Quanto tempo serve per vedere aumentare le prenotazioni dirette?

Dipende da quale passaggio si parte. Correggere un disallineamento di rate parity può cambiare il comportamento degli ospiti nel giro di pochi giorni, perché il confronto di prezzo che l'ospite vede cambia subito. Gli attriti nel booking engine e la raccolta email impiegano più tempo a dare risultati, perché dipendono dal nuovo traffico che passa attraverso il flusso corretto. Impostate le aspettative passaggio per passaggio, non come un'unica tempistica media.

Devo eguagliare o battere i prezzi delle OTA per ottenere più prenotazioni dirette?

No. Se potete scendere sotto il prezzo dell'OTA dipende dal vostro mercato e dal vostro accordo: le clausole di parity sono state ridimensionate da leggi o sentenze in buona parte d'Europa, ma molti contratti e la maggior parte degli algoritmi di ranking continuano a scoraggiarlo, quindi controllate il vostro caso invece di darlo per scontato. Dove scendere di prezzo non è un'opzione, la leva è il valore oltre il prezzo: cancellazione flessibile, piccoli vantaggi, e un booking flow che sia davvero più facile da capire e completare rispetto a quello dell'OTA.

Spingere di più sulle prenotazioni dirette danneggerà il mio rapporto con le OTA?

Un lavoro sulle prenotazioni dirette condotto in modo ragionevole (correzioni di rate parity, miglioramenti al booking engine, follow-up con gli ospiti) non viola un accordo OTA standard. Diventa un problema solo se scendete deliberatamente sotto il prezzo dell'OTA dove il contratto lo vieta. Leggete il vostro accordo specifico invece di dare per scontato; i termini variano da piattaforma a piattaforma e da struttura a struttura.

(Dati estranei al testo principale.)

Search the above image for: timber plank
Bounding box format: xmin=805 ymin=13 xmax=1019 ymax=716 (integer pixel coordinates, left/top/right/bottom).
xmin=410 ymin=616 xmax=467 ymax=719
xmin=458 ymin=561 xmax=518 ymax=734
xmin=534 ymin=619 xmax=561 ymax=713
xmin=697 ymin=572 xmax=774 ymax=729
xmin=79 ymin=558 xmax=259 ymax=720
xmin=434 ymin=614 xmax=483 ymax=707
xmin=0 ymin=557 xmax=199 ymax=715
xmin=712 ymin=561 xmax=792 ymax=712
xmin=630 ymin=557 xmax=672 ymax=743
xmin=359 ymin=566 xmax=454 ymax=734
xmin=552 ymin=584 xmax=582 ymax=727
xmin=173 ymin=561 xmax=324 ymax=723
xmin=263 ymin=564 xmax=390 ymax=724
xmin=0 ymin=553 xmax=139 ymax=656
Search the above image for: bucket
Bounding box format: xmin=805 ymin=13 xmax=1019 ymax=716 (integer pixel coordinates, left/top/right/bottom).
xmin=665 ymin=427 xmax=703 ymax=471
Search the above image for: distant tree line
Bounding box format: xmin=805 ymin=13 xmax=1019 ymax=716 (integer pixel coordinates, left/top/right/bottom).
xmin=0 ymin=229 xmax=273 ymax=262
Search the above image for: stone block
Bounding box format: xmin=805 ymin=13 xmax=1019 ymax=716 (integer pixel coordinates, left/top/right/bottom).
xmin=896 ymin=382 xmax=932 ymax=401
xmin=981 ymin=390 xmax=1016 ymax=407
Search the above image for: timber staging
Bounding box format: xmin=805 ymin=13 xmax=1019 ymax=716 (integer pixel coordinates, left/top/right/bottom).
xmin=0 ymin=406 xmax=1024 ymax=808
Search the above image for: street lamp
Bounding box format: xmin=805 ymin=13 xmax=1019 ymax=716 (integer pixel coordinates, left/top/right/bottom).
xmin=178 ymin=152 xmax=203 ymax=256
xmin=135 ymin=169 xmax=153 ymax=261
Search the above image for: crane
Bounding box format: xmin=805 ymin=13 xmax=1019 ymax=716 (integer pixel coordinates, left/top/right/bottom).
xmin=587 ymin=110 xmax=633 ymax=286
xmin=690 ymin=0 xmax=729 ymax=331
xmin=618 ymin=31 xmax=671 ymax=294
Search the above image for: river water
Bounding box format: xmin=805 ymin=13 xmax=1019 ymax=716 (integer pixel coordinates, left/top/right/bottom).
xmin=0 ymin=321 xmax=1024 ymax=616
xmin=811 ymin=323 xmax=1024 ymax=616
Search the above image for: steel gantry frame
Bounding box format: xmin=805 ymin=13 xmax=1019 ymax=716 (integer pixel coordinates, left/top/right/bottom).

Le mie camere si esauriscono già tramite le OTA quasi tutti i mesi. Vale comunque la pena occuparmene?

Non in modo aggressivo, no. Se l'occupazione è già alta e il mix di canali è sano, il vantaggio nell'inseguire la quota diretta si limita alla commissione risparmiata su prenotazioni che avreste comunque preso, e questo ha un tetto. Il controllo di rate parity di questo articolo continua a non costare nulla da fare una volta, ma una spinta completa conviene di più su un hotel che ha davvero margine per spostare il mix di canali.

Cosa dovrei davvero misurare per capire se sta funzionando?

La dipendenza dalle OTA: la quota di prenotazioni totali che arriva tramite OTA rispetto al vostro sito, monitorata mese per mese. Un conteggio grezzo di prenotazioni dirette può salire solo perché è cresciuta la domanda complessiva, senza dirvi nulla sul fatto che gli ospiti si stiano davvero spostando di canale. La dipendenza calcolata come quota elimina questo rumore, e non serve nessuno strumento nuovo: il report mensile di prenotazioni che il vostro channel manager o PMS produce già contiene i conteggi per canale.

Un booking engine sul nostro sito è sufficiente, o serve un rifacimento completo del sito?

Di solito non serve un rifacimento. La maggior parte degli attriti che spingono gli ospiti a tornare su un'OTA sta nel numero di passaggi, nella chiarezza delle condizioni di cancellazione, e nel fatto che il flusso funzioni bene dal telefono con i dati mobili, non nel design generale del sito. Percorrete voi stessi il flusso prima di dare per scontato che la soluzione debba essere più grande di quanto sia in realtà.